Remember my earlier post about Honest Kitchen?   They are the the second company named in the FDA press release dump last night -- right after a "lick and stick" dog food maker called Kasel Associates, and just before the Kaytee bird seed company, which ALSO says that its parsley was tainted with Salmonella (the same claim as Honest Kitchen). 
Hmmmm.  Same supplier for a bird seed company as for the dog food company?  Right.  So the "sources" for Honest Kitchen's food stock might not be quite as special as we are led to believe. 
Which is not to say Honest Kitchen is bad dog food. 
It is to say, however, that they have NO idea what they are putting into their dog food because they have sourced the ingredients from dozens of suppliers on five continents and make it in a "secret" factory in Illinois several time zones away from where Honest Kitchen is actually headquartered. 
Read my longer analysis of Honest Kitchen's marketing machinations and ask yourself if this "lick and stick" dog food maker is doing anything appreciably better or more honestly than Kasel Associates Industries, which is the no-name contract dog food maker named in the first FDA press release this morning. 
How are they set up any differently from Menu Foods or Diamond? 
That said, salmonella will always be with us so long as we serve food. 

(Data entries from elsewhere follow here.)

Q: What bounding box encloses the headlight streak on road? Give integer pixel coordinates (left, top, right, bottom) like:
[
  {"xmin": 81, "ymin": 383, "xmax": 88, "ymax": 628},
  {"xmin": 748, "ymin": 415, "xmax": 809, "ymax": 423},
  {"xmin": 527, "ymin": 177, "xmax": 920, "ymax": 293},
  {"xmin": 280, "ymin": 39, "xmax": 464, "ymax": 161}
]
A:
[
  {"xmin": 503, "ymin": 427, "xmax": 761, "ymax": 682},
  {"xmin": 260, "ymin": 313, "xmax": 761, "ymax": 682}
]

And yet, rather predictably, the companies that have managed to wrap their hands around the Salmonella problem the best are those companies that make their own foods rather than contract out, those that have long-term domestic suppliers, those that have massive brands that have been in business for decades, those which fully fire-cook their foods, and those which are not secretive about where their foods are actually made.  On every one of these points, Honest Kitchen falls down.  Did we learn nothing from the Menu and Diamond dog food fiascoes?